Weighing quartiles for a specific submission, or unsure a journal's metrics are genuine? Verify indexing fast with our free Predatory Journal Risk Checker, or talk to us about matching a journal to your paper.

Frequently asked questions

What does Q1 mean for a journal?

Q1 means the journal is in the top 25 per cent of its subject category when journals are ranked by a citation metric such as CiteScore, SJR or the Journal Impact Factor. Q2 is the next 25 per cent, and so on. A quartile is always relative to a specific category and metric, so it is only meaningful once you know which of each produced it.

Is CiteScore the same as the Impact Factor?

No. CiteScore is published by Elsevier from Scopus data, while the Journal Impact Factor is published by Clarivate from Web of Science data. They measure similar ideas — average citations to a journal's recent articles — but use different databases and calculations, so a journal can have different values and quartiles in each.

Why is the same journal Q1 in one list and Q2 in another?

Because quartiles depend on the category and the database. A journal is often assigned to more than one subject category and can rank in different quartiles across them, and its Scopus-based quartile can differ from its Web of Science one because they use different data.
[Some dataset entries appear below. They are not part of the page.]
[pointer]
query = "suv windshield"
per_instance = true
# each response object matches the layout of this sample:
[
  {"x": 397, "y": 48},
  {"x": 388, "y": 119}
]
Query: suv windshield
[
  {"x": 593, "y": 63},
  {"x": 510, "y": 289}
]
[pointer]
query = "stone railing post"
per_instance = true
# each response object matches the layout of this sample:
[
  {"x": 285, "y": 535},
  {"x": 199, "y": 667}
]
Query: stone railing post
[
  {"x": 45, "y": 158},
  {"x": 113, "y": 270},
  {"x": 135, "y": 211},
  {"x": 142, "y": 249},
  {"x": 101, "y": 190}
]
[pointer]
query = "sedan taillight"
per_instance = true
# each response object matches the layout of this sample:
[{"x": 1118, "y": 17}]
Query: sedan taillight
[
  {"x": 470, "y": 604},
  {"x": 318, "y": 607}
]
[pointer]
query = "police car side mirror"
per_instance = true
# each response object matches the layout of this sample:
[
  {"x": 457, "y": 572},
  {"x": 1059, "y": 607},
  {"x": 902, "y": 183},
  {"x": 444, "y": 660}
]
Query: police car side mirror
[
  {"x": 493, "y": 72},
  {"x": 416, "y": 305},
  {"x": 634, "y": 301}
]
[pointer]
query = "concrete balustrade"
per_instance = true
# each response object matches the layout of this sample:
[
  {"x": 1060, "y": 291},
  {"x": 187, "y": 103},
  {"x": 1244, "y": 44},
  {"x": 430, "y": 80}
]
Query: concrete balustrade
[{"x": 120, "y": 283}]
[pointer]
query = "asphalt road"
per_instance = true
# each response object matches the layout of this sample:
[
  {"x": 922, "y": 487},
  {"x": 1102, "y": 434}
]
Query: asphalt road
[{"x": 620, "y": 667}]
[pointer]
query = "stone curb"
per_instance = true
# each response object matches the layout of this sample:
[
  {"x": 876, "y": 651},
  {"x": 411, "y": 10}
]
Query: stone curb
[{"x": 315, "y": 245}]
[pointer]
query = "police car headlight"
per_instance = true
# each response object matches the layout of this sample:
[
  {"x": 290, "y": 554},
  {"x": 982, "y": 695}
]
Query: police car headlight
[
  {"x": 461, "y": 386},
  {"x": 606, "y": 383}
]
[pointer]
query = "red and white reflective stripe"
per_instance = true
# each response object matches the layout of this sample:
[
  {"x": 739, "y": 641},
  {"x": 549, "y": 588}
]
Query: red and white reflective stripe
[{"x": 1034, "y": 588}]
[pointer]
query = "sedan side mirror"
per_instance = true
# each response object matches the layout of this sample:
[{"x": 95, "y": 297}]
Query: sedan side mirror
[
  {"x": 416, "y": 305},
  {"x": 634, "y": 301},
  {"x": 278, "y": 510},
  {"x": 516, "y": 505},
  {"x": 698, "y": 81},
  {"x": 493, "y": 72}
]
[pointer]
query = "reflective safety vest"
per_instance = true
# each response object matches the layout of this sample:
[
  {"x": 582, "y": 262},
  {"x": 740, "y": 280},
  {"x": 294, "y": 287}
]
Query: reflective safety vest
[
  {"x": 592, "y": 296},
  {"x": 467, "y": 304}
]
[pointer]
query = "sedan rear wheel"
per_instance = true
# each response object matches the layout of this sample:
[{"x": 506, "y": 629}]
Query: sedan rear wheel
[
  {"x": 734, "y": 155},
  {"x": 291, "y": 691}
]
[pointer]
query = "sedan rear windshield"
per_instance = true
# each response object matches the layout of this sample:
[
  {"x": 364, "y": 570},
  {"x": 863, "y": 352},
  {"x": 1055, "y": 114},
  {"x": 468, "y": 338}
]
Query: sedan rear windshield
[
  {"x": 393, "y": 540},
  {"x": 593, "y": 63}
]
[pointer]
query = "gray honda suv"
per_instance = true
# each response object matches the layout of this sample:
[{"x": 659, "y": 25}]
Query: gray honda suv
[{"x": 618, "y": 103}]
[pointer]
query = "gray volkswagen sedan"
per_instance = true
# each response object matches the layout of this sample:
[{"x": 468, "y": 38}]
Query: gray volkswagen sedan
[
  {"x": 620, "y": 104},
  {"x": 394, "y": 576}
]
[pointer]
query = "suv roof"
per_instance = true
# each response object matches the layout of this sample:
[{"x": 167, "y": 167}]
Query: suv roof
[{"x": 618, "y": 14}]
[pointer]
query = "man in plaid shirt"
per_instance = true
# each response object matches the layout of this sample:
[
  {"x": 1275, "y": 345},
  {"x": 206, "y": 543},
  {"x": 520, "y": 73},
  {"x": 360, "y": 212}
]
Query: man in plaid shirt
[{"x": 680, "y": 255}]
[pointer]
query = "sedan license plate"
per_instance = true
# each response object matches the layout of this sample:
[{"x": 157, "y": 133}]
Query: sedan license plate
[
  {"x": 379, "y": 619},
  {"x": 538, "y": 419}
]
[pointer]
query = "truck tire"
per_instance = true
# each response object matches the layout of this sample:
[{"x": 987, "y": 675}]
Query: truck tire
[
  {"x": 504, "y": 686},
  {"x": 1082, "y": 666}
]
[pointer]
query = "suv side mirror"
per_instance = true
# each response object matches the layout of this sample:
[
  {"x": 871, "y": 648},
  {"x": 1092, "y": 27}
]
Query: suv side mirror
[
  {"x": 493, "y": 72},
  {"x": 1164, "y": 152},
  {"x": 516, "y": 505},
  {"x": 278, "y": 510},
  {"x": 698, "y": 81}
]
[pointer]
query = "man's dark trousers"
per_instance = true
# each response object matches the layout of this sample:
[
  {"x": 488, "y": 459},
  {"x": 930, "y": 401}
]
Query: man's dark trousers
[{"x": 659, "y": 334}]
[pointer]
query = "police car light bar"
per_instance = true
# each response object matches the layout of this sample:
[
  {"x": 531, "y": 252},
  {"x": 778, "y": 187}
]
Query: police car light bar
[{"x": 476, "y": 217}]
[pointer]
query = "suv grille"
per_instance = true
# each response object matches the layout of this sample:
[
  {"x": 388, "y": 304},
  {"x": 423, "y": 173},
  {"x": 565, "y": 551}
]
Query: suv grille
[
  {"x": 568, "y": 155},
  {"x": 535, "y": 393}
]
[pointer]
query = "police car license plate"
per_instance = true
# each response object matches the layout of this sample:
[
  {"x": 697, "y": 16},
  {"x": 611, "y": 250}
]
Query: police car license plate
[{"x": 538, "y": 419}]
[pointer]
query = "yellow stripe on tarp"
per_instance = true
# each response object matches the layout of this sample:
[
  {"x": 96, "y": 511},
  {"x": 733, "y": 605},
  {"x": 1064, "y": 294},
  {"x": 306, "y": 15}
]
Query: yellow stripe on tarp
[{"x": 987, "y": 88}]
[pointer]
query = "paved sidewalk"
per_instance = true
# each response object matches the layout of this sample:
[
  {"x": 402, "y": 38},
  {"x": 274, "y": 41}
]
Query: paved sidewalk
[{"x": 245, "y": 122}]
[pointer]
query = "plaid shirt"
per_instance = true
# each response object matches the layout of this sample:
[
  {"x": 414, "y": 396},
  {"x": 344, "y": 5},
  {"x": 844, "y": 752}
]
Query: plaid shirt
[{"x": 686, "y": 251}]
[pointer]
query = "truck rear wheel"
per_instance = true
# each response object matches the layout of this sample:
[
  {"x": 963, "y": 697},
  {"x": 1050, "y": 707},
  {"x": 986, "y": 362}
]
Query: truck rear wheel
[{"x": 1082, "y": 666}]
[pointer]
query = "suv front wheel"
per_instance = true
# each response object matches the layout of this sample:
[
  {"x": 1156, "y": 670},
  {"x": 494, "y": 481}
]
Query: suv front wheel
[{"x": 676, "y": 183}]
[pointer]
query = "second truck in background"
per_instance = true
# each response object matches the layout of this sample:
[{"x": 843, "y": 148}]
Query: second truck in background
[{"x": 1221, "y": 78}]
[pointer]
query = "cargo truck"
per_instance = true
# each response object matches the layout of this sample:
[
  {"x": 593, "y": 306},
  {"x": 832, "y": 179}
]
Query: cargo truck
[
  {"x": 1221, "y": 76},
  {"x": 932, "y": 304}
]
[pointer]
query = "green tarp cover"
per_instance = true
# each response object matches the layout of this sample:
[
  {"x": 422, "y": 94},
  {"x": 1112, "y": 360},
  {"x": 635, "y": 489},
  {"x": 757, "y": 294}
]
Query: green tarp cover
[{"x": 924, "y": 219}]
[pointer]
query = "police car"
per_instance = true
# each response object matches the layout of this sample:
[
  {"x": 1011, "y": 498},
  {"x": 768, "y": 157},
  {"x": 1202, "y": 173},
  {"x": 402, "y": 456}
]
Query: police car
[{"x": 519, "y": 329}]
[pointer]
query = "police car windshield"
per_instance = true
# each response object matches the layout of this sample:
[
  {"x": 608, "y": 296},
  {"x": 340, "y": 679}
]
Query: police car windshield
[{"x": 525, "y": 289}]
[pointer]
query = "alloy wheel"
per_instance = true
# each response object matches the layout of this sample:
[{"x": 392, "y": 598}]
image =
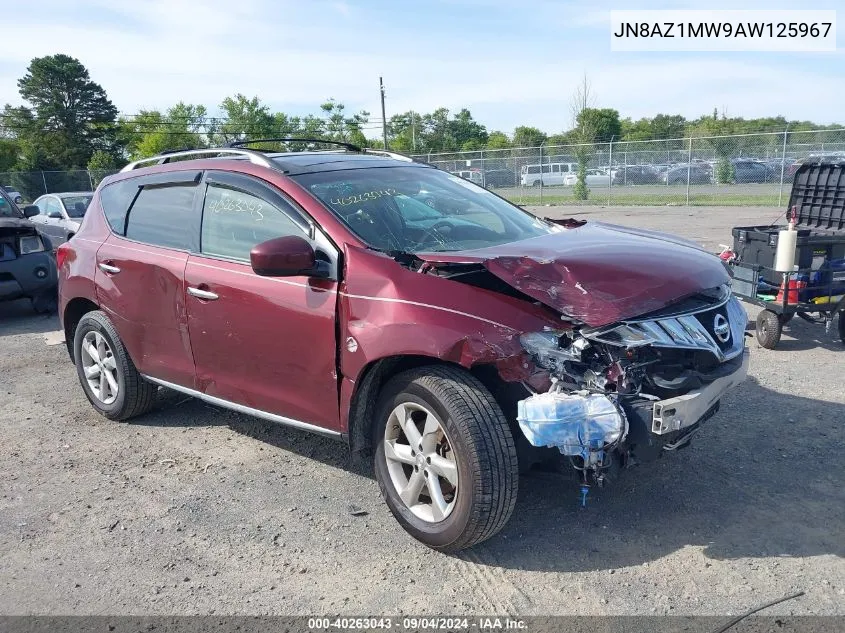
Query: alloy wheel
[
  {"x": 99, "y": 367},
  {"x": 421, "y": 462}
]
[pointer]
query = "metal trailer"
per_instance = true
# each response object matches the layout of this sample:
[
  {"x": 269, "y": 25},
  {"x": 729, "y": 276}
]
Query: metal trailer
[
  {"x": 815, "y": 288},
  {"x": 776, "y": 314}
]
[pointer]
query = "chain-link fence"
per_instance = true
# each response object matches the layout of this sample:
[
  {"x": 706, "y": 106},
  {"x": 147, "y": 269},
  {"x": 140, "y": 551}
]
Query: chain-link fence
[{"x": 745, "y": 169}]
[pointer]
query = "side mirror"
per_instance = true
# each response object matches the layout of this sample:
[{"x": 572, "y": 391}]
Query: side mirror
[{"x": 287, "y": 256}]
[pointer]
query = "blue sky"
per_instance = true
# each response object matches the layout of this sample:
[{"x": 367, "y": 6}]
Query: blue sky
[{"x": 513, "y": 62}]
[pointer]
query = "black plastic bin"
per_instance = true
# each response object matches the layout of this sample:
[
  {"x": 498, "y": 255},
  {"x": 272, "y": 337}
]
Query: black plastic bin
[{"x": 818, "y": 197}]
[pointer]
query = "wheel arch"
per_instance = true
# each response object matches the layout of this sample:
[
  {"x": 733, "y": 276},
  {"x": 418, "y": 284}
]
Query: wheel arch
[
  {"x": 374, "y": 375},
  {"x": 73, "y": 313}
]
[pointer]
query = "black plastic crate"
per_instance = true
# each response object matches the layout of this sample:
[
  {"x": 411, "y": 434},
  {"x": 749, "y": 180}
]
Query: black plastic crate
[{"x": 818, "y": 197}]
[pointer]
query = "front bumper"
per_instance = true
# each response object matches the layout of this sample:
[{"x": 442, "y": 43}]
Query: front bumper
[
  {"x": 691, "y": 410},
  {"x": 675, "y": 414}
]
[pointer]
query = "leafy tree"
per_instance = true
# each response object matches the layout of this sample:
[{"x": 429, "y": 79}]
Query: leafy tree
[
  {"x": 498, "y": 140},
  {"x": 100, "y": 165},
  {"x": 245, "y": 119},
  {"x": 340, "y": 127},
  {"x": 468, "y": 133},
  {"x": 70, "y": 116},
  {"x": 10, "y": 150},
  {"x": 524, "y": 136},
  {"x": 182, "y": 127},
  {"x": 598, "y": 125}
]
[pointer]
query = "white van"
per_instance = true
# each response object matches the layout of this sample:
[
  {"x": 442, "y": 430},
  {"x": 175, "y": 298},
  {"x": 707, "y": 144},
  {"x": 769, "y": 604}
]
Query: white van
[{"x": 551, "y": 174}]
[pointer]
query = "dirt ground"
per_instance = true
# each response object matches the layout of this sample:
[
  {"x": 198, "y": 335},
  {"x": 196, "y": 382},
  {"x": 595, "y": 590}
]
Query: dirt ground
[{"x": 192, "y": 509}]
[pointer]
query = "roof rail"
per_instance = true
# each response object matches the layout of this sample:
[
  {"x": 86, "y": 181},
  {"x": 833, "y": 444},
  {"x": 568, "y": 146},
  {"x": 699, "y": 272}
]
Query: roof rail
[
  {"x": 256, "y": 158},
  {"x": 349, "y": 146},
  {"x": 393, "y": 155}
]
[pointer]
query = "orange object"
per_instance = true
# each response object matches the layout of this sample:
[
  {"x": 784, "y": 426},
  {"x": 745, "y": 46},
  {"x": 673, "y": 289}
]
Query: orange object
[{"x": 795, "y": 286}]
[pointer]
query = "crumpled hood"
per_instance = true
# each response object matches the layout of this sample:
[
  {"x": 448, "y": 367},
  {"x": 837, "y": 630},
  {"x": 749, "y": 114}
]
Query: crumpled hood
[{"x": 599, "y": 273}]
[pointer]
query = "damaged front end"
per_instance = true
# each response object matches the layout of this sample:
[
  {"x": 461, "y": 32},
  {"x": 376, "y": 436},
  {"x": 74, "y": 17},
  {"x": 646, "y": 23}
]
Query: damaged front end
[{"x": 625, "y": 393}]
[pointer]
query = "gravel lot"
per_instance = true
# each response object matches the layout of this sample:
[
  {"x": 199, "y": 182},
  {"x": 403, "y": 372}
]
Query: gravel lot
[{"x": 192, "y": 509}]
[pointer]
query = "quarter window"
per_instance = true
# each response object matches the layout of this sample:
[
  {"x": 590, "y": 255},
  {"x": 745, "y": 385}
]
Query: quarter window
[
  {"x": 234, "y": 221},
  {"x": 163, "y": 216}
]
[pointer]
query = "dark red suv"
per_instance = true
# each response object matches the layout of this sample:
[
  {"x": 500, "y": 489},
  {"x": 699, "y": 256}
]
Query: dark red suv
[{"x": 405, "y": 311}]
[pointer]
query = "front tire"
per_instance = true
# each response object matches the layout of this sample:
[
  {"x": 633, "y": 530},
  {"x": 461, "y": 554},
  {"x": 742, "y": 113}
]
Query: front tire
[
  {"x": 768, "y": 329},
  {"x": 445, "y": 458},
  {"x": 108, "y": 376}
]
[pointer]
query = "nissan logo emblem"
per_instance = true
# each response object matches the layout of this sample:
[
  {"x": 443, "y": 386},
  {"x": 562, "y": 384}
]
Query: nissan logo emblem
[{"x": 721, "y": 328}]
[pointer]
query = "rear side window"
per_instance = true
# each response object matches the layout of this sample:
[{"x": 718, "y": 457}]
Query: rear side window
[
  {"x": 164, "y": 215},
  {"x": 116, "y": 199}
]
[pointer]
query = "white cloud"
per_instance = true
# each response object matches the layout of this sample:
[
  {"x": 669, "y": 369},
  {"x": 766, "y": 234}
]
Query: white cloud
[{"x": 152, "y": 54}]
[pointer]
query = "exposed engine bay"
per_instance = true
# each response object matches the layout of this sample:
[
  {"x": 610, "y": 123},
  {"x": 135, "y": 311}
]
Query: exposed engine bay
[{"x": 623, "y": 394}]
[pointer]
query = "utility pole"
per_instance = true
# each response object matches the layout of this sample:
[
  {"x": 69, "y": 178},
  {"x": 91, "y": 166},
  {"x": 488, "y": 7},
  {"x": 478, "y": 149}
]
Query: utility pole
[{"x": 383, "y": 116}]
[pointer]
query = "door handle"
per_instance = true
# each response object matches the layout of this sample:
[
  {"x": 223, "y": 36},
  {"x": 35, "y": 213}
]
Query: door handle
[
  {"x": 107, "y": 268},
  {"x": 202, "y": 294}
]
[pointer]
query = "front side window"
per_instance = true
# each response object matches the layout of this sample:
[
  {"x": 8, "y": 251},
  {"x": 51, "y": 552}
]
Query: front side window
[
  {"x": 418, "y": 209},
  {"x": 234, "y": 221},
  {"x": 163, "y": 216},
  {"x": 53, "y": 208}
]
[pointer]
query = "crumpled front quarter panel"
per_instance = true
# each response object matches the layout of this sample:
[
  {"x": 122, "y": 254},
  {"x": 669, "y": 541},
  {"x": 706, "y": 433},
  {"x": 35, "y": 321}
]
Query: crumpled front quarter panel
[{"x": 390, "y": 310}]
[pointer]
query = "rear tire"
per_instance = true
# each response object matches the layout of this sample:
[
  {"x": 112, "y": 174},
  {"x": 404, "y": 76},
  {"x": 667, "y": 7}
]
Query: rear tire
[
  {"x": 122, "y": 392},
  {"x": 768, "y": 329},
  {"x": 469, "y": 434}
]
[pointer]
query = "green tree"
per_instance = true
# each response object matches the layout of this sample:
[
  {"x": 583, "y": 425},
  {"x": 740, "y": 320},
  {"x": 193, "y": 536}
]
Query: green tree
[
  {"x": 467, "y": 132},
  {"x": 598, "y": 125},
  {"x": 498, "y": 140},
  {"x": 524, "y": 136},
  {"x": 70, "y": 115},
  {"x": 183, "y": 126},
  {"x": 100, "y": 165},
  {"x": 10, "y": 151},
  {"x": 340, "y": 127},
  {"x": 245, "y": 119}
]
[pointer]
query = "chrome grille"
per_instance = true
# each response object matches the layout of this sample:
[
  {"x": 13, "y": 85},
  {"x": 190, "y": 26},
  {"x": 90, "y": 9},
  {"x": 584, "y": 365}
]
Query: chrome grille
[{"x": 686, "y": 331}]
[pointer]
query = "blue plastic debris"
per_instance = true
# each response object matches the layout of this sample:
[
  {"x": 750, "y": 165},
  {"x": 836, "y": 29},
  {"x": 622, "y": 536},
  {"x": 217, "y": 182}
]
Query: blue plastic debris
[{"x": 577, "y": 424}]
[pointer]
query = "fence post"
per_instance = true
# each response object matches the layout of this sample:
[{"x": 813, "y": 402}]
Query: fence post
[
  {"x": 782, "y": 165},
  {"x": 541, "y": 173},
  {"x": 689, "y": 168},
  {"x": 610, "y": 173}
]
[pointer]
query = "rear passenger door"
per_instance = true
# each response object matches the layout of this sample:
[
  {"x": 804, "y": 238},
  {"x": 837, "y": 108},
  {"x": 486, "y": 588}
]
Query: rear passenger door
[
  {"x": 266, "y": 343},
  {"x": 140, "y": 273}
]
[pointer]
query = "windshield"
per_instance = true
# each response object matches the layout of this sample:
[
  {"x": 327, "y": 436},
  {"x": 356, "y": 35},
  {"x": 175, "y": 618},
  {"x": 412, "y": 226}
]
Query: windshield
[
  {"x": 416, "y": 209},
  {"x": 76, "y": 205},
  {"x": 7, "y": 208}
]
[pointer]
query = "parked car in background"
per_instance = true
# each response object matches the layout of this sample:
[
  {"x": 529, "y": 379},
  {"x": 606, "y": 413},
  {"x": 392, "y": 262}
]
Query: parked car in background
[
  {"x": 499, "y": 178},
  {"x": 752, "y": 171},
  {"x": 698, "y": 173},
  {"x": 312, "y": 290},
  {"x": 547, "y": 174},
  {"x": 473, "y": 175},
  {"x": 594, "y": 178},
  {"x": 60, "y": 214},
  {"x": 636, "y": 175},
  {"x": 16, "y": 197},
  {"x": 27, "y": 266}
]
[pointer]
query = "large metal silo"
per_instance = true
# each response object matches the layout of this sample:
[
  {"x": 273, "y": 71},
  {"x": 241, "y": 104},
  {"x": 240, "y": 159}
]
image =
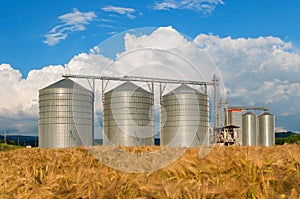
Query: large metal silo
[
  {"x": 128, "y": 116},
  {"x": 266, "y": 123},
  {"x": 249, "y": 129},
  {"x": 65, "y": 115},
  {"x": 235, "y": 118},
  {"x": 184, "y": 118}
]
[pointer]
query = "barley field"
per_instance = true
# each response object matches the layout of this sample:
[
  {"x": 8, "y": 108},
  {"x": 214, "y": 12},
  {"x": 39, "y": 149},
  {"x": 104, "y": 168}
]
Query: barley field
[{"x": 225, "y": 172}]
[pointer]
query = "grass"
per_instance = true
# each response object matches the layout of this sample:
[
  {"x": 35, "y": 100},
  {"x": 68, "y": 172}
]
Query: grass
[
  {"x": 226, "y": 172},
  {"x": 6, "y": 147}
]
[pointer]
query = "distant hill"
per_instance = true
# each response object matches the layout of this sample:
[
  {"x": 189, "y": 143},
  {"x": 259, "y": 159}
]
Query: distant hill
[
  {"x": 284, "y": 134},
  {"x": 21, "y": 140}
]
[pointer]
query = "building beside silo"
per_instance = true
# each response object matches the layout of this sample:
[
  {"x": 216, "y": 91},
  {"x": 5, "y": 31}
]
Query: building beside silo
[
  {"x": 65, "y": 115},
  {"x": 266, "y": 123},
  {"x": 249, "y": 129},
  {"x": 235, "y": 118},
  {"x": 128, "y": 116},
  {"x": 184, "y": 118}
]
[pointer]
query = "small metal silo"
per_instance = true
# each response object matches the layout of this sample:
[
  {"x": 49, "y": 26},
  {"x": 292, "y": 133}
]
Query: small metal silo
[
  {"x": 65, "y": 115},
  {"x": 184, "y": 118},
  {"x": 266, "y": 129},
  {"x": 249, "y": 129},
  {"x": 128, "y": 116}
]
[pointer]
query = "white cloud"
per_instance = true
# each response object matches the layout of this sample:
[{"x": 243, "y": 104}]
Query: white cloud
[
  {"x": 256, "y": 71},
  {"x": 261, "y": 71},
  {"x": 128, "y": 12},
  {"x": 71, "y": 22},
  {"x": 204, "y": 6}
]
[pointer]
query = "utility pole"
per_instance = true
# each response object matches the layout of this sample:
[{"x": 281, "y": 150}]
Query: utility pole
[{"x": 216, "y": 101}]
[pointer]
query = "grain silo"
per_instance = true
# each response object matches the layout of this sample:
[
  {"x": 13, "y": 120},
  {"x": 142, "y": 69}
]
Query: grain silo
[
  {"x": 235, "y": 118},
  {"x": 266, "y": 131},
  {"x": 249, "y": 129},
  {"x": 184, "y": 118},
  {"x": 128, "y": 116},
  {"x": 65, "y": 115}
]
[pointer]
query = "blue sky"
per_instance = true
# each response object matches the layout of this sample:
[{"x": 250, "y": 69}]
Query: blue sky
[
  {"x": 25, "y": 24},
  {"x": 255, "y": 44}
]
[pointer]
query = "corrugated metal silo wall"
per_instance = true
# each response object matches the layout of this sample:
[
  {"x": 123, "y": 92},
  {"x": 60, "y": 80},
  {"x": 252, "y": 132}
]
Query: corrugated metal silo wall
[
  {"x": 65, "y": 117},
  {"x": 266, "y": 129},
  {"x": 184, "y": 120},
  {"x": 249, "y": 129},
  {"x": 235, "y": 118},
  {"x": 128, "y": 118}
]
Both figures can be correct at the same time.

Sources and further reading: Elsevier / Scopus documentation on CiteScore and quartiles; SCImago Journal Rank (SJR); Clarivate's Journal Citation Reports and the Journal Impact Factor; and the Web of Science Master Journal List. Definitions are drawn from these public sources and, where noted, from the author's own peer-review practice. Compiled with care; verify any decisive metric at the source.